Another bit of unsolicited but hopefully useful advice… People don’t seem to appreciate how far you can get with just appending log lines to a text file. For some reason, it’s a popular notion these days that you can’t build anything without a database, but that’s not true. Particularly if all you’re trying to do is record time series sensor measurements, appending lines to a text file works great. If you start each line or record with a timestamp, It’s easy to make filters to pull out data for time spans that you care about for charting or the like. When your data is text, you can use all the normal unix tools to great effect–rsync for replicating data, grep for filtering and searching, gnuplot or python and matplotlib for making charts, etc.

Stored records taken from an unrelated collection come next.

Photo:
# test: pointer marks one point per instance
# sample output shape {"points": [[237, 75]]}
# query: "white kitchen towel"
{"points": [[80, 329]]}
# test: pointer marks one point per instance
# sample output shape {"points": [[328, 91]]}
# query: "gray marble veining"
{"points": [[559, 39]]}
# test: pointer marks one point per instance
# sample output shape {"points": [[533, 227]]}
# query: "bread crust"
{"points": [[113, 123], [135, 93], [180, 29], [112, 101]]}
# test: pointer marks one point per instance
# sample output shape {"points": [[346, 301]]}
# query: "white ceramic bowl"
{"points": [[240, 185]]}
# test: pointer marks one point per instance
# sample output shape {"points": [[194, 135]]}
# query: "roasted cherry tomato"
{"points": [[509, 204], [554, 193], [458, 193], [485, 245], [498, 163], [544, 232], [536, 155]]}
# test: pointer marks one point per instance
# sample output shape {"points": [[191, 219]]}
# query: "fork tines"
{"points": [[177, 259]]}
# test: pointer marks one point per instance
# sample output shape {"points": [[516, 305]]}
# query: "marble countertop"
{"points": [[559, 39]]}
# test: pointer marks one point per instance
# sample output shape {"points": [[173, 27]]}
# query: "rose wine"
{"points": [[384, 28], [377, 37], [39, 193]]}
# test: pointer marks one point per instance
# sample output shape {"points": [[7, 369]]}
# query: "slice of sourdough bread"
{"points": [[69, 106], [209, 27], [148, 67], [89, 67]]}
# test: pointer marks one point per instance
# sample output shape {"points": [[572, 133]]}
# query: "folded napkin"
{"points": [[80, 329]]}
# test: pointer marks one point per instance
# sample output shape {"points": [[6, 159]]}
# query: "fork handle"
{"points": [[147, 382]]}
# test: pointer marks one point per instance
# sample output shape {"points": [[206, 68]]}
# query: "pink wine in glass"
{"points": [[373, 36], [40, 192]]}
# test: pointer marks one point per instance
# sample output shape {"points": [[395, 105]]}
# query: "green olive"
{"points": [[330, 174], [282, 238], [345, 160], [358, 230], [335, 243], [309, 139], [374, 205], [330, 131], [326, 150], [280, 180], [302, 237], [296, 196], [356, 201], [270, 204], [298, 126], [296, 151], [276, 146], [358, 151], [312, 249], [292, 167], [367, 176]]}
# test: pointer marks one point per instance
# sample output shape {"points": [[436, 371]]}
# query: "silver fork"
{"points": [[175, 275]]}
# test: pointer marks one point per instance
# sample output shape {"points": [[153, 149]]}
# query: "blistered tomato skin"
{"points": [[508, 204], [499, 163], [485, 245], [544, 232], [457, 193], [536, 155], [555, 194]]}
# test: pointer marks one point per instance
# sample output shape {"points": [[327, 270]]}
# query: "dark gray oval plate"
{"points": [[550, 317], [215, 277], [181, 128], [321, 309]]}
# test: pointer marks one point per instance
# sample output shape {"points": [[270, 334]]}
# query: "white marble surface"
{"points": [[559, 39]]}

That said, there are times when a relational database is a good choice for recording data.


#5

I agree with you that text files meet a lot of needs, and for a minimal project should be the starting point. The first version of the MVP logged to a text file, and I only recently dropped it. The issue I find is that while I can easily build tools for working with text, there comes a point where it is easier to get a package where others have already written and standardized the tools and I can get back to focusing on the business issues. CouchDB has the tools for query, replication and web access, otherwise I regard no-sql databases as basically flat file managers (leaning toward JSON format).
There is always the danger of letting technology glitz get in the way finding the best solution to the problem.


#6

I believe you are just recommending a ‘model-view-controller’ pattern. Store the data in scientific standards (Celsius for the model), but let the view translate to whatever makes the user comfortable.
Having worked with international systems, it was a pain to figure out who was using what ‘standard’ (bushels, tons, metric tons, and multiple Indian standards) and trying to convert everything on-the-fly for analytics and reporting. Not only difficult, but also hard on performance. Converting at the interface is a lot easier.

As to how many decimal places… A big issue is the precision of the instrument. I always loved latitude & longitude measurements stored with with 14 decimals (because that is what the GPS NMEA sentence contains), when the the precision is being reported as ±3 meters!! At least the NMEA sentence contains a DOP (dilution of precision), though few applications show it, and fewer people know what it means. We should have something similar, but that gets into calibration certification and maintenance.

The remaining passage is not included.